The nlargest method in pandas return the first n rows with the largest values in columns, in descending order. The columns that are not specified are returned as well, but not used for ordering.
Syntax –
DataFrame.nlargest(n, columns, keep='first')
n – Required, a Number, specifying the number of rows to return
columns – A String (column label), or a list of column labels, specifying the column(s) to order by
keep – specifying what to do with duplicate rows.
- first: prioritize the first occurrence(s)
- last: prioritize the last occurrence(s)
all:
do not drop any duplicates, even it means selecting more than n items.
Examples –
Let’s create a dataframe to work with.
import pandas as pd
data = {'Apple':[89, 89, 90, 110, 125, 84, 131, 123, 123, 140, 145, 145],
'Orange': [46, 46, 50, 65, 63, 48, 110, 120, 60, 42, 47, 62],
'Banana': [26, 30, 30, 25, 38, 22, 22, 36, 20, 27, 23, 34 ],
'Mango': [80, 80, 90, 125, 130, 150, 140, 135, 135, 135, 80, 90]}
index = ['Jan','Feb','Mar','Apr','May','June','Jul','Aug','Sep','Oct','Nov','Dec']
df = pd.DataFrame(data, index=index)
df

1 . Select Top N Rows which has the largest value in a column –
Let’s say we want to find out the top 3 prices from the Mango Column, we can do this using the nlargest method in pandas.
df.nlargest(n=3, columns='Mango')

2 . Handle duplicate data –
When using keep='last'
, ties are resolved in reverse order.
df.nlargest(n=3, columns='Mango', keep='last')

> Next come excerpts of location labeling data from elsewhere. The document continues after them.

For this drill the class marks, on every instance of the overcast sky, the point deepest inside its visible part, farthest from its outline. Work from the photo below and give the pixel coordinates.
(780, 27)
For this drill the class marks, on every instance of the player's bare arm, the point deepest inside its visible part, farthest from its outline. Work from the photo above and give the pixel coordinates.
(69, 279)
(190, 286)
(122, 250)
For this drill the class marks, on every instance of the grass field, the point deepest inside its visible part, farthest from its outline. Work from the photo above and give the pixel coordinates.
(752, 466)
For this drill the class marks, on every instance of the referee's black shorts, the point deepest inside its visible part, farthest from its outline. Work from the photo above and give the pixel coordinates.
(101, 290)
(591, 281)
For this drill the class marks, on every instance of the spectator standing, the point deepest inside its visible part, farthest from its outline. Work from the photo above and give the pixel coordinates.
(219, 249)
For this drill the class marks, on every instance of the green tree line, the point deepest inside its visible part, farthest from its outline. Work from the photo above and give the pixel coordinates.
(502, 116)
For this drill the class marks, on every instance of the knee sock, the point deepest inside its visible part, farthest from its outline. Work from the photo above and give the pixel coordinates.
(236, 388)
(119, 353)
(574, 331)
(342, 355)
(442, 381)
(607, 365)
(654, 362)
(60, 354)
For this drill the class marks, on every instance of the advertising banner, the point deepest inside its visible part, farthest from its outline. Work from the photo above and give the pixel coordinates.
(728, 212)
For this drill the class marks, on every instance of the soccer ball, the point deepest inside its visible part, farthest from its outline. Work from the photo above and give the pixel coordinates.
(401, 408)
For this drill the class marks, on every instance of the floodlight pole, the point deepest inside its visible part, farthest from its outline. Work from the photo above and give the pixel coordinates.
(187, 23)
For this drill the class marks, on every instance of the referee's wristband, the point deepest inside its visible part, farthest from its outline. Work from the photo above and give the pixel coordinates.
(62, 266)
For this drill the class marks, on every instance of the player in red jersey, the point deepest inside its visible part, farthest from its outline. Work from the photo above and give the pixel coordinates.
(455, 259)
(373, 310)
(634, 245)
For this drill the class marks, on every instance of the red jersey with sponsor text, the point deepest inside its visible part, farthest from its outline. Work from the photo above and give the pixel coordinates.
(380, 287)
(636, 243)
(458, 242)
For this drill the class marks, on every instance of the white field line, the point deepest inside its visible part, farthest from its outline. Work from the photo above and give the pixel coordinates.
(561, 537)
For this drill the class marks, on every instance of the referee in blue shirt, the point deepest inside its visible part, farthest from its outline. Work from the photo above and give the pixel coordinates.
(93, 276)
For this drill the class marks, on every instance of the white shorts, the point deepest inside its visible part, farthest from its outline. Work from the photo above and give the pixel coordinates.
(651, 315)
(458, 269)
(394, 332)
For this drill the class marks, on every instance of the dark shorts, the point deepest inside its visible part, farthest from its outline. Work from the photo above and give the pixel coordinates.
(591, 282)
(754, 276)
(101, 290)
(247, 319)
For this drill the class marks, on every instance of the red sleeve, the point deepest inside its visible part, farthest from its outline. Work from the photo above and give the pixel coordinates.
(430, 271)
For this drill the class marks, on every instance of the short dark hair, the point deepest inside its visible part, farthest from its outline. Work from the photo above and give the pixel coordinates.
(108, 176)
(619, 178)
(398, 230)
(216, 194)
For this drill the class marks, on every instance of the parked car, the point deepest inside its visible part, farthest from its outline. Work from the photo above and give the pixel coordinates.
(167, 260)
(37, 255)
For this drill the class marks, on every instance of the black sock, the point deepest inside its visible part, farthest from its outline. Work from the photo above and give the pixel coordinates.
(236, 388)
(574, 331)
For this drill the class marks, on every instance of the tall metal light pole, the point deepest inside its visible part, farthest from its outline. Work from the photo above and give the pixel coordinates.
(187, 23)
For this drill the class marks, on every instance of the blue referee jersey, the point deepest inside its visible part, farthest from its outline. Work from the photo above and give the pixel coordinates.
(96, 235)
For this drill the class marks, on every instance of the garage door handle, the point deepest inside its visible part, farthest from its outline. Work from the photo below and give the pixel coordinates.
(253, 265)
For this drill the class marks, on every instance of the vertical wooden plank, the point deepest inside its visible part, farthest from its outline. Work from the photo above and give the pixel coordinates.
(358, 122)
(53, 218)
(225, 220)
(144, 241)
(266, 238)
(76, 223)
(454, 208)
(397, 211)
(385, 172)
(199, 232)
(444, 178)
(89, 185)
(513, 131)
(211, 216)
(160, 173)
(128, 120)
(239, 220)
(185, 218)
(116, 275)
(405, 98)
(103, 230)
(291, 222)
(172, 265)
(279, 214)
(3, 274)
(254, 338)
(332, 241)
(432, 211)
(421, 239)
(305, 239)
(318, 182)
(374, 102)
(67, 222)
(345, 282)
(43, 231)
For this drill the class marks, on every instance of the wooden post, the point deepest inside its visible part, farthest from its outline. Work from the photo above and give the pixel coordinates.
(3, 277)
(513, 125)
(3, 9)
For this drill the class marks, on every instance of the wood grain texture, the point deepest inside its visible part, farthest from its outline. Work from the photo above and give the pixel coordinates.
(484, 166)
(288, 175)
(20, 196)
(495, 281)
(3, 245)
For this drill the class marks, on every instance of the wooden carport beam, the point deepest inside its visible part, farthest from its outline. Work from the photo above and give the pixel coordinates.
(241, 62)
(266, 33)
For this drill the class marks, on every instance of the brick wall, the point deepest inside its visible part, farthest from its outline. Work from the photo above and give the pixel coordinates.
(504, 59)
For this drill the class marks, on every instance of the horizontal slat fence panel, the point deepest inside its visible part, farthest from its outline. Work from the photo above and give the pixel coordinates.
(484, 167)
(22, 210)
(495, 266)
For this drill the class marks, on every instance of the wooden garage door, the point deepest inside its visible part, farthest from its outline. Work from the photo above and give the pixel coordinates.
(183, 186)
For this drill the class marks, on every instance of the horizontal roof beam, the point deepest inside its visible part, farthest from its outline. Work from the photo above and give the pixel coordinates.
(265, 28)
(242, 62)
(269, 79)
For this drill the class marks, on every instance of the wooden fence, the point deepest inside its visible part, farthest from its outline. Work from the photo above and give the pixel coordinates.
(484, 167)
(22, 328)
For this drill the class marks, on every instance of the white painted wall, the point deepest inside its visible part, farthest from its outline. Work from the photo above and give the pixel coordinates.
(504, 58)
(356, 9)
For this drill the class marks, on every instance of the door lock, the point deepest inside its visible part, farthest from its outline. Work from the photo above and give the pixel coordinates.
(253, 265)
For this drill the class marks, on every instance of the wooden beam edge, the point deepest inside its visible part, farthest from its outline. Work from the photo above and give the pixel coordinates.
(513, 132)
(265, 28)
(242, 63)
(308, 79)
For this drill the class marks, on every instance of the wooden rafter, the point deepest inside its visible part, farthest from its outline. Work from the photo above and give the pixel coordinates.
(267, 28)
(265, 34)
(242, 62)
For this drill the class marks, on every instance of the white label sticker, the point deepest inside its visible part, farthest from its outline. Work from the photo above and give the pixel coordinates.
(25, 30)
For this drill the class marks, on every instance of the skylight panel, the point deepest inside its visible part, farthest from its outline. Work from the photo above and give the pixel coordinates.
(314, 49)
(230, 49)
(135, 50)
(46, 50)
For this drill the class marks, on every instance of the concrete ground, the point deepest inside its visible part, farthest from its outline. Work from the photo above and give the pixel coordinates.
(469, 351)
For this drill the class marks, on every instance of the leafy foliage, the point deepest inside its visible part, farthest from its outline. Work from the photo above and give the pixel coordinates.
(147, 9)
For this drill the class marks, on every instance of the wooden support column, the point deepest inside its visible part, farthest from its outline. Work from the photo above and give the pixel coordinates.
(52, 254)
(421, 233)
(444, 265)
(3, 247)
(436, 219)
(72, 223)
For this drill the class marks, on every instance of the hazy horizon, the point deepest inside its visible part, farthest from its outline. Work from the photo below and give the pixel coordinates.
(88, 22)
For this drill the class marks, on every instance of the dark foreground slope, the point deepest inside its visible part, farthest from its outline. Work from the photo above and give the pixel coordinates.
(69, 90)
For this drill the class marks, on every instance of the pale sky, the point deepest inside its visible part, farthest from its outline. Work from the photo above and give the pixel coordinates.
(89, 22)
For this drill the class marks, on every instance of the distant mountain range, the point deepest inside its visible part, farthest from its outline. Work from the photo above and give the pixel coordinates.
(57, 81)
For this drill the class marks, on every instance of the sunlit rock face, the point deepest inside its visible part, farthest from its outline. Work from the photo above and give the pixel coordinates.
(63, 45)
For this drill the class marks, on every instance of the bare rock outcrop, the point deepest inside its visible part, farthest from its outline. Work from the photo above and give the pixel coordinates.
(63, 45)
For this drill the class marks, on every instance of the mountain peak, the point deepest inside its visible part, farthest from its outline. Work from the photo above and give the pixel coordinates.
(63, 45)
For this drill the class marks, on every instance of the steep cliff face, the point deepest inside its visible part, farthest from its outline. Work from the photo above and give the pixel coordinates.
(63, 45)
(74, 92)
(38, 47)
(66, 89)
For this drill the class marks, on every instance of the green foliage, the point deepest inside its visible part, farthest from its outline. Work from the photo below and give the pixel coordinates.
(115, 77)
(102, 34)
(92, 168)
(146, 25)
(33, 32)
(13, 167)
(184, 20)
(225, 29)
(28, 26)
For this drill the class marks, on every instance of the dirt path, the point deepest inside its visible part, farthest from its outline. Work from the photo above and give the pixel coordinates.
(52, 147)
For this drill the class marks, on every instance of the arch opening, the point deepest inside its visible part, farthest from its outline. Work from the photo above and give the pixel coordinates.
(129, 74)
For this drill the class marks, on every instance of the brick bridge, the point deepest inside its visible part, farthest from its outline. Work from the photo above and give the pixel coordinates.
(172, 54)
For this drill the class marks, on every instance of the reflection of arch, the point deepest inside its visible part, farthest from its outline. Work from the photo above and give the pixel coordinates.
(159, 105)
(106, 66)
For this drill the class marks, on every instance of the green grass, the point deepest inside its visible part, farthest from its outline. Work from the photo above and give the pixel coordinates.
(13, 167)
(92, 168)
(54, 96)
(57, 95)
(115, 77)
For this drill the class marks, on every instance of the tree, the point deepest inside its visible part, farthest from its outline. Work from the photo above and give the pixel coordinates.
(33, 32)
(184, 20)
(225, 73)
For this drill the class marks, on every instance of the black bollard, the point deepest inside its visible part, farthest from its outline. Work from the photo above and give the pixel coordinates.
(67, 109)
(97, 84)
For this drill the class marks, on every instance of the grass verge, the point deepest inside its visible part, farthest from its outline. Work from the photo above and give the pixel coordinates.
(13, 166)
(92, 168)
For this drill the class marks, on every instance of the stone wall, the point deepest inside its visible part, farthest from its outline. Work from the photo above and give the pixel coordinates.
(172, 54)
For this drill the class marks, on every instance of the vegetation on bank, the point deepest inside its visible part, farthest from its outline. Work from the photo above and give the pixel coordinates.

Both Aug, Sep and Oct month has the same value 135 for the Mango columns. So when we set keep=’last’, pandas kept the Oct value.
If we set it to first, then pandas will keep the Aug value. By Default keep is set to first.
df.nlargest(n=3, columns='Mango', keep='first')

When using keep='all'
, all duplicate items are maintained.
df.nlargest(n=3, columns='Mango', keep='all')

3 . Using multiple columns with nlargest method –
Let’s say we first want to order the largest value in the Mango column first then by Apple column. We can do this by passing the name of the columns in a list.
df.nlargest(n=3, columns=['Mango','Apple'])